I've been back in this line of work for five months. Work is a strange word for it. We are called to a vocation, we are in service - and ordained to preach and baptise and break bread (Holy Communion in our tradition). I left a very rewarding but highly stressful job to come here.
Naively I thought I could leave stress behind. I was wrong. It's a funny old life. Without any stress we would get nothing done. No expectations - and no results. They say we need good stress. Like deadlines, assignment dates, exams, and goals. Good stress. I was told that going back "into the church" would bring enough pressure to bear that I would be driven to my knees. People stress!
It seems to me (not that I have great expertise here) that we should be on our knees anyway. And I am sure that people in war zones or attacked daily by the shakings of earthquakes or other threats have much more stress than we could imagine - and are more prayerful as well.
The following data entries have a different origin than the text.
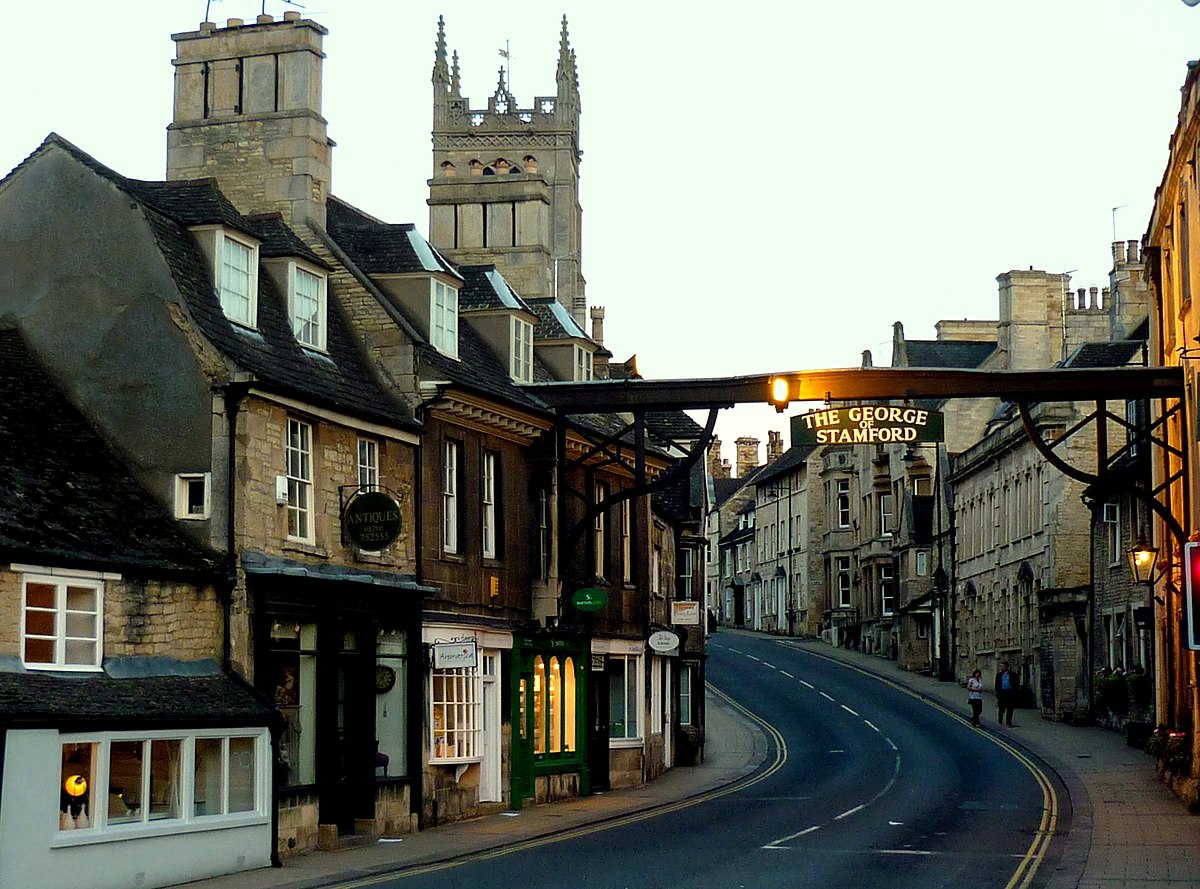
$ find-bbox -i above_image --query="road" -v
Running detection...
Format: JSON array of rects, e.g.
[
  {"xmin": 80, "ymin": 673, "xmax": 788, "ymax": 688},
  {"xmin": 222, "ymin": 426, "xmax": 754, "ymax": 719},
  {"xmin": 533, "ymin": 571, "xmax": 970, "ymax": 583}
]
[{"xmin": 344, "ymin": 631, "xmax": 1068, "ymax": 889}]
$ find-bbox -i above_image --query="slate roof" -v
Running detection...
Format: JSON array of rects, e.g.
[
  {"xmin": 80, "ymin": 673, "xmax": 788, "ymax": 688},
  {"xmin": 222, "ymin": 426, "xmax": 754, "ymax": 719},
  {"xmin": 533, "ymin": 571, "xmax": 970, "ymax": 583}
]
[
  {"xmin": 0, "ymin": 329, "xmax": 218, "ymax": 576},
  {"xmin": 754, "ymin": 445, "xmax": 817, "ymax": 485},
  {"xmin": 0, "ymin": 665, "xmax": 275, "ymax": 731},
  {"xmin": 904, "ymin": 340, "xmax": 996, "ymax": 368},
  {"xmin": 17, "ymin": 133, "xmax": 420, "ymax": 430},
  {"xmin": 1063, "ymin": 340, "xmax": 1146, "ymax": 367}
]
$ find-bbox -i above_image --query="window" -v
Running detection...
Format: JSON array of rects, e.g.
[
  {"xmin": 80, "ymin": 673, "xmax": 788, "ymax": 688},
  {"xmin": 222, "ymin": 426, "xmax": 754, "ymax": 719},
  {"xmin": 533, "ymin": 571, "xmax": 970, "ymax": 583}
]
[
  {"xmin": 838, "ymin": 479, "xmax": 850, "ymax": 528},
  {"xmin": 679, "ymin": 663, "xmax": 695, "ymax": 726},
  {"xmin": 359, "ymin": 438, "xmax": 379, "ymax": 491},
  {"xmin": 430, "ymin": 667, "xmax": 482, "ymax": 762},
  {"xmin": 533, "ymin": 655, "xmax": 578, "ymax": 758},
  {"xmin": 880, "ymin": 565, "xmax": 896, "ymax": 617},
  {"xmin": 605, "ymin": 655, "xmax": 642, "ymax": 740},
  {"xmin": 58, "ymin": 728, "xmax": 268, "ymax": 841},
  {"xmin": 575, "ymin": 346, "xmax": 592, "ymax": 383},
  {"xmin": 268, "ymin": 620, "xmax": 317, "ymax": 787},
  {"xmin": 287, "ymin": 419, "xmax": 313, "ymax": 542},
  {"xmin": 20, "ymin": 571, "xmax": 104, "ymax": 669},
  {"xmin": 880, "ymin": 492, "xmax": 894, "ymax": 537},
  {"xmin": 509, "ymin": 318, "xmax": 533, "ymax": 383},
  {"xmin": 480, "ymin": 451, "xmax": 499, "ymax": 559},
  {"xmin": 834, "ymin": 555, "xmax": 850, "ymax": 608},
  {"xmin": 217, "ymin": 232, "xmax": 258, "ymax": 328},
  {"xmin": 175, "ymin": 473, "xmax": 211, "ymax": 519},
  {"xmin": 288, "ymin": 263, "xmax": 326, "ymax": 352},
  {"xmin": 592, "ymin": 481, "xmax": 608, "ymax": 578},
  {"xmin": 679, "ymin": 547, "xmax": 695, "ymax": 601},
  {"xmin": 430, "ymin": 281, "xmax": 458, "ymax": 358},
  {"xmin": 620, "ymin": 498, "xmax": 634, "ymax": 583},
  {"xmin": 374, "ymin": 630, "xmax": 408, "ymax": 780},
  {"xmin": 442, "ymin": 442, "xmax": 462, "ymax": 553}
]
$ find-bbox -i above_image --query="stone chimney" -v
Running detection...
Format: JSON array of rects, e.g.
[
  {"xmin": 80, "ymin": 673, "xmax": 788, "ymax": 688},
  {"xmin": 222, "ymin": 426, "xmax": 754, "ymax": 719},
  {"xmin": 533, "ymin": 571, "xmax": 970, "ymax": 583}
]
[
  {"xmin": 708, "ymin": 436, "xmax": 730, "ymax": 479},
  {"xmin": 733, "ymin": 436, "xmax": 758, "ymax": 479},
  {"xmin": 167, "ymin": 11, "xmax": 334, "ymax": 228},
  {"xmin": 767, "ymin": 432, "xmax": 784, "ymax": 463}
]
I am sure that God by his grace gives them strength to cope.
I like the Bible's prayers because they are more honest than many of ours. The beauty of these prayers is not just in their poetry or wisdom, but in the way in which the writers spit it out. They are quite direct with God as they wrestle with their enemies, their doubts and their impatience. It's quite refreshing.
So how will I deal with my stress? The good old "balanced life" philosophy demands exercise and rest, proper diet and boundaries around my work - so that I can manage to juggle the balls and spin the plates.
God's way seems to be to rest in Him. Wait on Him. Depend on Him. Cuddle up to him, sheltered by the shadow of his wings, as one old song goes. I think that I should be a little child again - happy to ask Him and trust Him fully.
That sounds more restful than stressful to me. I think the three year sleep sounds quite attractive after all. (That story for another day!)